Travel like an old pro: slow. As a retiree, you will likely have plenty of time to plan your travel. Take your time planning your trips and book well in advance. Travel when the crowds (and prices) are low and take advantage of off-season discounts. If you are flexible about the dates of your trip you can pick out days that are cheaper to fly on. And when you do arrive, take your time. Transportation and lodging are going to be your biggest expenses. The less traveling you do on-site, the less you’ll spend. For example, instead of two months in all of Europe, hoping from country to country, consider two months in South France. This way, you’ll avoid the high costs of inter-continental transportation. You will also save on lodging costs because you can book long-term stays or perhaps rent an apartment instead of a hotel. Consider doing a mini-retirement and spending 6 months to a few years at one location. Read any of Kathleen Peddicord’s blogs for inspiration.
Shop around for discounts and deals. It’s common sense to look for a deal. But as a senior, you have plenty of extras to take advantage of. Be sure to ask about any discounts that may be available, but not publicized. And then make sure you check those discounts against other publicized deals to ensure they are really the lowest. To stay in tune with the latest travel deals from your preferred airlines and hotels, get connected with their online social networking profiles. For example, if you fly American Airlines, follow their tweets for notice of special deals that might be available. To help reduce the cost of airfare, explore options to help you earn free airline miles, like using your airline miles credit card for daily purchases. The key is to leverage the free time that you have to find the best deals.
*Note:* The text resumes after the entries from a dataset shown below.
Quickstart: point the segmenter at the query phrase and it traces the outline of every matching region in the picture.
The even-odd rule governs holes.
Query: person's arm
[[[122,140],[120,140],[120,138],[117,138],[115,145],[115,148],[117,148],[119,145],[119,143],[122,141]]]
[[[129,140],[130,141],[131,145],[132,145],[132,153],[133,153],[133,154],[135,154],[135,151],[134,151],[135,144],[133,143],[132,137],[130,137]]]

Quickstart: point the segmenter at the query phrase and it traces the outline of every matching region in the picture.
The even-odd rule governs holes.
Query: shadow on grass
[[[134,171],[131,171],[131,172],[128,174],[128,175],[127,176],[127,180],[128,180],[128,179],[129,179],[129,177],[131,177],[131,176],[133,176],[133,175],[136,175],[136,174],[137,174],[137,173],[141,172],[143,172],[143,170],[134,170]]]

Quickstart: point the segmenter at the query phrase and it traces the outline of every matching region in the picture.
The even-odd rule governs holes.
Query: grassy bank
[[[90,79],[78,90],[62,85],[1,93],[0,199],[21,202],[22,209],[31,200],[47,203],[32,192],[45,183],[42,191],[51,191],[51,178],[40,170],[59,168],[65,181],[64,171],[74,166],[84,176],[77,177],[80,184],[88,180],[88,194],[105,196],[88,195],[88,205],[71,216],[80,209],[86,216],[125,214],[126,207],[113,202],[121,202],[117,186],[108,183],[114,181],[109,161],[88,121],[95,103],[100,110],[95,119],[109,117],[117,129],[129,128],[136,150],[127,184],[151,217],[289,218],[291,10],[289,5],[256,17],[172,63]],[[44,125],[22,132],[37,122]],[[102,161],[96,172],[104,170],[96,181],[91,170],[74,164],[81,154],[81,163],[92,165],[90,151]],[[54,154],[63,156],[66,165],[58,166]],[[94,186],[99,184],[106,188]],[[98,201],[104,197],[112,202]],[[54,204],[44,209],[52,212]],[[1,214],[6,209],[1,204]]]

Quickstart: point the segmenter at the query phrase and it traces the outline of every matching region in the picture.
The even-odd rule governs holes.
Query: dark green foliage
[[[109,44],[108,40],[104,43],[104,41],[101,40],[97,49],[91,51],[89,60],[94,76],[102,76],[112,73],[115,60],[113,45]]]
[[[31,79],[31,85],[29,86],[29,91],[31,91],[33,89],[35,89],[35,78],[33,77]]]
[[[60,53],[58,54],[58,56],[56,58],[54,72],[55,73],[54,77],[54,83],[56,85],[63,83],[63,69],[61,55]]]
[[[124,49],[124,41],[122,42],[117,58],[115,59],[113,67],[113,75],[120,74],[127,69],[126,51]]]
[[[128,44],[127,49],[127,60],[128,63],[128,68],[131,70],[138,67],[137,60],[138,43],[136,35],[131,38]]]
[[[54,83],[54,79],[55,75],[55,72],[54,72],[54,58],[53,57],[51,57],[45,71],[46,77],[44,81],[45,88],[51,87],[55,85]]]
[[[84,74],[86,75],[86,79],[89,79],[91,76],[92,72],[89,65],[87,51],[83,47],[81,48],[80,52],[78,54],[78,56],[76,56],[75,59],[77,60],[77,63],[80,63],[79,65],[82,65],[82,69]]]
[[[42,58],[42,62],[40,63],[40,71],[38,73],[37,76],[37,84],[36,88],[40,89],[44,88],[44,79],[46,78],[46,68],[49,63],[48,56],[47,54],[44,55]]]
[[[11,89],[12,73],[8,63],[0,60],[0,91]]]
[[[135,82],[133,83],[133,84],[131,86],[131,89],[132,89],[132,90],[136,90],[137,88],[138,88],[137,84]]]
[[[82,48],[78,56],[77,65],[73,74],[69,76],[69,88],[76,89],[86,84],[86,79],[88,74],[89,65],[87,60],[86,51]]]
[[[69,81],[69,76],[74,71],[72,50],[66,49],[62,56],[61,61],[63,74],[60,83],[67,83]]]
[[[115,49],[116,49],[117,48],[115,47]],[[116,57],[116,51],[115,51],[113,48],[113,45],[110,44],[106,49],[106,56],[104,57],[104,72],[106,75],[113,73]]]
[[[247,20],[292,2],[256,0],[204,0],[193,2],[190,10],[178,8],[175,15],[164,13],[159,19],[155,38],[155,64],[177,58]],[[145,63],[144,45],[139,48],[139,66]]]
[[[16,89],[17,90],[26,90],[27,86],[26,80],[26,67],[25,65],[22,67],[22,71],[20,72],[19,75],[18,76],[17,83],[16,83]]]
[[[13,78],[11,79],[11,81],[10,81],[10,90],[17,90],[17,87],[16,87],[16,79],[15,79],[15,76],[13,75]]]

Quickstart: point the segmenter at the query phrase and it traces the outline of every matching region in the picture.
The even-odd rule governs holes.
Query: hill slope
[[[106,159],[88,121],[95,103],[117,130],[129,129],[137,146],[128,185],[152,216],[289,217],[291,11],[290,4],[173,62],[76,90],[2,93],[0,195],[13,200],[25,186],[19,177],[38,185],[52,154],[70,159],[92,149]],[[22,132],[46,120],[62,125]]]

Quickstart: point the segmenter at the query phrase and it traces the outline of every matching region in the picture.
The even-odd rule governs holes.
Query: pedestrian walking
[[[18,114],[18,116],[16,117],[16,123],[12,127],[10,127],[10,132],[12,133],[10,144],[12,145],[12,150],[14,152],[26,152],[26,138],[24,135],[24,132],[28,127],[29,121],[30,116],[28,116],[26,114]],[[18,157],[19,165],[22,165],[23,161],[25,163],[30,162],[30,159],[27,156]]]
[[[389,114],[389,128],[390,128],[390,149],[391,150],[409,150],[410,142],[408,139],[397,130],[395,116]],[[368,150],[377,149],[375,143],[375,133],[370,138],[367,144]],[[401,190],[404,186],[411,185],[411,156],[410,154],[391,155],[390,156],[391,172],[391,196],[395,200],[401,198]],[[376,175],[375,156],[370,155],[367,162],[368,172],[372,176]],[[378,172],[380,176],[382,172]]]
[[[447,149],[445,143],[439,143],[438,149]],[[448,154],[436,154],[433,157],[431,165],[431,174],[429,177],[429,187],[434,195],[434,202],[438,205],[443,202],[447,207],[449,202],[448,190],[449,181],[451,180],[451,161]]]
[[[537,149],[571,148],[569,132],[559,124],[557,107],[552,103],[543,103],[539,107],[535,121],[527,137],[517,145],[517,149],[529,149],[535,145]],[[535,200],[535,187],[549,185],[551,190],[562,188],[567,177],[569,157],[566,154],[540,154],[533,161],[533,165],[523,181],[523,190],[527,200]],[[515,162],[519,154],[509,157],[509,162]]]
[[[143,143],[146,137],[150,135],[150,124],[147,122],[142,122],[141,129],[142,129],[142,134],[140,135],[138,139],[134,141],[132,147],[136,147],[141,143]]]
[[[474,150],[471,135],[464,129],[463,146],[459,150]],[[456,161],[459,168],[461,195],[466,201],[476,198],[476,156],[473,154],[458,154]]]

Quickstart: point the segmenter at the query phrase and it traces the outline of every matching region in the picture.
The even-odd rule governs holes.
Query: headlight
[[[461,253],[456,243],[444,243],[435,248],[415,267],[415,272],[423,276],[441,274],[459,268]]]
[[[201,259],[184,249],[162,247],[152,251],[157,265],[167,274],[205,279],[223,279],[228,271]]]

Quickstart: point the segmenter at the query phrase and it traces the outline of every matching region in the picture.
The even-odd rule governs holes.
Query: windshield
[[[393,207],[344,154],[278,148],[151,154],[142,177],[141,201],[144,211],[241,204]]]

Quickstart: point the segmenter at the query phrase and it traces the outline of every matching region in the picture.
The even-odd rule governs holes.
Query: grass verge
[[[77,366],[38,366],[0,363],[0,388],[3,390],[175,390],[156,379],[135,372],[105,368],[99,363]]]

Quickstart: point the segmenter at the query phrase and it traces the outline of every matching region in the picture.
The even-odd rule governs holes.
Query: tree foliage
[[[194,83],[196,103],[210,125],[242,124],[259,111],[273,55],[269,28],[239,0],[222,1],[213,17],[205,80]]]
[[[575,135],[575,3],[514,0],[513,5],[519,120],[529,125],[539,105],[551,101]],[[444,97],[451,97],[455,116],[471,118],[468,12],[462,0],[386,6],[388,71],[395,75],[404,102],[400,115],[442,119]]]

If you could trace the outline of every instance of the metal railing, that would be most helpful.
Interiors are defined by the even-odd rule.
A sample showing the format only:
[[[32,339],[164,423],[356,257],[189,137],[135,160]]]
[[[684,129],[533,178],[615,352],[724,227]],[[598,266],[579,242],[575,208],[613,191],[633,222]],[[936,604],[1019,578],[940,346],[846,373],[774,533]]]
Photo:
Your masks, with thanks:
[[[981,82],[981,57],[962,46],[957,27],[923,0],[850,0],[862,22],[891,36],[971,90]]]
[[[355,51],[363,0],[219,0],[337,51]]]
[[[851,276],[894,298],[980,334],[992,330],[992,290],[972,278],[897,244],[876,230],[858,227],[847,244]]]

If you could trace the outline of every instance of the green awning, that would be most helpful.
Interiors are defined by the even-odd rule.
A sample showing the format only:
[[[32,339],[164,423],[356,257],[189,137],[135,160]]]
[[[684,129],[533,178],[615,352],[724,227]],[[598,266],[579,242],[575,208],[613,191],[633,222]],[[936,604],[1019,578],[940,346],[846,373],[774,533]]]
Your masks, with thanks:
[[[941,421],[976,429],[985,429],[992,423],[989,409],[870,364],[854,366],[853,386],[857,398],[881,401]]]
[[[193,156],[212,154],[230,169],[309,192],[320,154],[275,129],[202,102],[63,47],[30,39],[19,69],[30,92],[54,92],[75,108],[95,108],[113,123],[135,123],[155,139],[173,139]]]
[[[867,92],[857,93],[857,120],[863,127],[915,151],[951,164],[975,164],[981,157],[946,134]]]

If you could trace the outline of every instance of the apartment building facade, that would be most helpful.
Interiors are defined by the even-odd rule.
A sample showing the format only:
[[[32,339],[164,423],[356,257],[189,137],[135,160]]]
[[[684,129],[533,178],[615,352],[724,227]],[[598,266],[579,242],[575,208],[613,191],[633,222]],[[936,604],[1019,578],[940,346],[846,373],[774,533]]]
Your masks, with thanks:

Consider taking a full-time job with travel options. Another way to save is to stay employed. Hook up with an employer in your field that may need your services (either on a full-time or consulting basis) around the U.S. or internationally. Travel on the company dime and explore new places on nights and weekends.
Take a work vacation. If full-time work isn’t your thing anymore, consider a temporary job using a service like helpx.net. Here you can exchange your work at an international farm, ranch, or bed and breakfast for free food and a place to stay. Typical stays with this service are about 4 days. Using this service in combination with a leisurely stay could make for quite an adventurous trip.November 18, 2010 at 5:03 pm #31479
This is clearly a cut and paste from an outside source – could you please give reference?
Thanks for the information though. Are you retired Jeffrey? Do you travel a lot?November 24, 2010 at 2:10 pm #31480
Those tips is a good pointers for those retired people who love to travel just like my parents. I will share them those tips that you shared us. My parents need an affordable travel for them to enjoy life which they can afford.December 19, 2011 at 10:11 am #31481
Thanks Jeff for the tips for affordable traveling for retired people. Most of the people get stagnant after an elderly age, whereas the life is much beautiful after retirement. You can easily find some awesome travel deals and discounts as suggested.February 9, 2012 at 7:59 am #31483
Yea, I gotta be more vigilant about these “wiki like” posts – I’m looking for personal comments, not generic info copied from the net.November 6, 2012 at 6:36 am #31482
Ok, Operator and name of the taxi driver in case you forgot something inside the car. try to ask a local about a pla ce where you are going and how much it will cost you to give you an idea.